Body Mass Index and Mortality in Acutely Decompensated Heart Failure Across the World

Authors

SHAH Ravi GAYAT Etienne JANUZZI James L. SATO Naoki COHEN-SOLAL Alain DISOMMA Salvatore FAIRMAN Enrique HARJOLA Veli-Pekka ISHIHARA Shiro LASSUS Johan MAGGIONI Aldo METRA Marco MUELLER Christian MUELLER Thomas PAŘENICA Jiří PASCUAL-FIGAL Domingo PEACOCK Frank ŠPINAR Jindřich KIMMENADE Roland van MEBAZAA Alexandre

Year of publication 2014
Type Article in Periodical
Magazine / Source Journal of The American College of Cardiology
MU Faculty or unit

Faculty of Medicine

Citation
Doi http://dx.doi.org/10.1016/j.jacc.2013.09.072
Field Cardiovascular diseases incl. cardiosurgery
Keywords heart failure; obesity; obesity paradox
Description Objective To define the relationship between body mass index (BMI) and mortality in heart failure (HF) across the world and identify specific groups in whom BMI may differentially mediate risk.
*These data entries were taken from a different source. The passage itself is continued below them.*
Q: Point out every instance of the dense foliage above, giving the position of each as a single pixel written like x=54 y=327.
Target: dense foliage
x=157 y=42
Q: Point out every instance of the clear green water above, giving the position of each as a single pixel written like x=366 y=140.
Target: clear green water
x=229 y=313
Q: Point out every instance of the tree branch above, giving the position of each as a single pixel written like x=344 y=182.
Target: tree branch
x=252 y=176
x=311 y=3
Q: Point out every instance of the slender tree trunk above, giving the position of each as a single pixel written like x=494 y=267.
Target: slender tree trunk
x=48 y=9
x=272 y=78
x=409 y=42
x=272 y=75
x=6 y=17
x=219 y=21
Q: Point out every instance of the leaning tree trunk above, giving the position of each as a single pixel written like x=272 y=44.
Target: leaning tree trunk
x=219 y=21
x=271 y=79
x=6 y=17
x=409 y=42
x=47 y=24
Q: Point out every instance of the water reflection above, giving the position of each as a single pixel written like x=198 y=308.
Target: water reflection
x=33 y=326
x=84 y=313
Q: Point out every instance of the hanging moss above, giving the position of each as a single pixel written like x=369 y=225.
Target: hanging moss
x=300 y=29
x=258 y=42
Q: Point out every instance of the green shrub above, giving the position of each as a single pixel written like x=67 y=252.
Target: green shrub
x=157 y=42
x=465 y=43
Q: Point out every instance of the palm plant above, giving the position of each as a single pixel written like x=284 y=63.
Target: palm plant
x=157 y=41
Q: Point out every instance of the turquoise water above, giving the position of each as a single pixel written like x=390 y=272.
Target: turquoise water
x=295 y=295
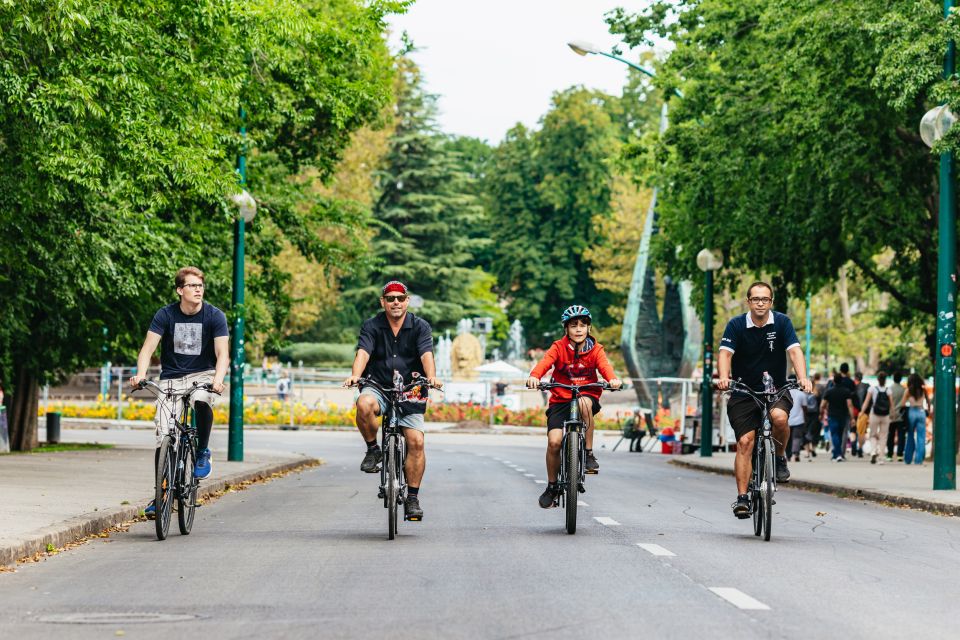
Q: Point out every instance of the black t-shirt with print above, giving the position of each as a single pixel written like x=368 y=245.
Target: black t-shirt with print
x=186 y=341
Background Obesity is associated with incident heart failure (HF), but is paradoxically associated with better prognosis during chronic HF. Methods We studied 6,142 patients with acute decompensated HF from 12 prospective observational cohorts followed across 4 continents. Primary outcome was all-cause mortality. Cox proportional hazards models and net reclassification index (NRI) described associations of BMI with all-cause mortality. Results “Normal” weight patients (BMI 18.5-25 kg/m2) were older with more advanced HF and lower cardiometabolic risk. Despite worldwide heterogeneity in clinical features across obesity categories, a higher BMI remained associated with decreased 30-day and 1-year mortality (11% decrease at 30 days; 9% decrease at 1 year per 5 kg/m2; P<0.05), after adjustment for clinical risk. BMI obtained at index admission provided effective 1-year risk reclassification beyond current markers of clinical risk (NRI 0.119, P <.001). Notably, the “protective” association of BMI with mortality was confined to those with older age (>75; HR=0.82, P=0.006), decreased cardiac function (ejection fraction < 50%; HR=0.85, P<.001), non-diabetics (HR=0.86, P<.001), and de novo HF (HR=0.89, P=0.004). Conclusions A lower BMI is associated with age, disease severity, and a higher risk of death in ADHF. The “obesity paradox” is confined to older individuals, decreased cardiac function, less cardiometabolic illness, and recent onset HF, suggesting that aging, HF severity/chronicity, and metabolism may explain the obesity paradox.